Algorytmy monitorują i wychwytują podejrzane zachowania, takie jak masowe rejestracje podobnych kont i użytkowników, które wysyłają dużą liczbę wiadomości w krótkim czasie.
„Widzieliśmy, jak partie próbowały docierać do ludzi przez WhatsApp, a w niektórych przypadkach polegały na próbach użycia WhatsApp w sposób niezgodny z regulaminem” – powiedział rzecznik WhatsApp Carl Woog.
Firma ostrzegła także indyjskie partie polityczne, że ich konta mogą zostać zablokowane, jeśli spróbują wykorzystać platformę podczas kampanii.

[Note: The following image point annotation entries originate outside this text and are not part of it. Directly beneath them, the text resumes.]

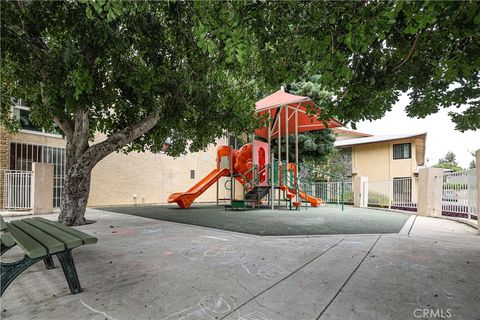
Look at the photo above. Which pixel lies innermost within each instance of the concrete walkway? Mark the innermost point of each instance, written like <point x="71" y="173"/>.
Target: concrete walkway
<point x="151" y="269"/>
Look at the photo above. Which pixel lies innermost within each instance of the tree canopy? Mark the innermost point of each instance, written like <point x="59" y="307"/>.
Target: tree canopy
<point x="142" y="72"/>
<point x="367" y="52"/>
<point x="119" y="62"/>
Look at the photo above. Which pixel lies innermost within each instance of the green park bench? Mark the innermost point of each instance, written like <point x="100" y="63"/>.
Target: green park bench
<point x="40" y="239"/>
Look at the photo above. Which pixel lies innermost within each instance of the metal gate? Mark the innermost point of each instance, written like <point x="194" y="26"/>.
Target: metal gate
<point x="22" y="155"/>
<point x="459" y="194"/>
<point x="398" y="193"/>
<point x="18" y="190"/>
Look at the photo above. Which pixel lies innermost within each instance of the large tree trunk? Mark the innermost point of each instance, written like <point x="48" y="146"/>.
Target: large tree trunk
<point x="81" y="158"/>
<point x="75" y="195"/>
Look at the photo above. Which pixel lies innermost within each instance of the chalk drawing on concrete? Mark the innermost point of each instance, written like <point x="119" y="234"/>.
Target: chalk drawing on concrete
<point x="213" y="307"/>
<point x="221" y="254"/>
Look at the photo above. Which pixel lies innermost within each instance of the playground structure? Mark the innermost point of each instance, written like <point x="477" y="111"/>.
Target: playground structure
<point x="254" y="174"/>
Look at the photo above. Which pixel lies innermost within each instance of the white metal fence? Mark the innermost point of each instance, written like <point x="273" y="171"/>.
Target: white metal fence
<point x="459" y="194"/>
<point x="17" y="190"/>
<point x="331" y="192"/>
<point x="398" y="193"/>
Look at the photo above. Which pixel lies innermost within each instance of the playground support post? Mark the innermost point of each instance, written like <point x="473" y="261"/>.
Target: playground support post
<point x="296" y="150"/>
<point x="279" y="143"/>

Właściciel WhatsApp zainwestował również w kampanię reklamową, mającą zwiększyć świadomość w kwestii dezinformacji uprawianej przez polityków. Kierują ją do tych osób, które po raz pierwszy odkrywają internet (w Indiach wciąż są to miliony najuboższych). W gazetach, radiu i telewizji wybrzmiewa hasło„Podziel się radością, a nie plotkami”.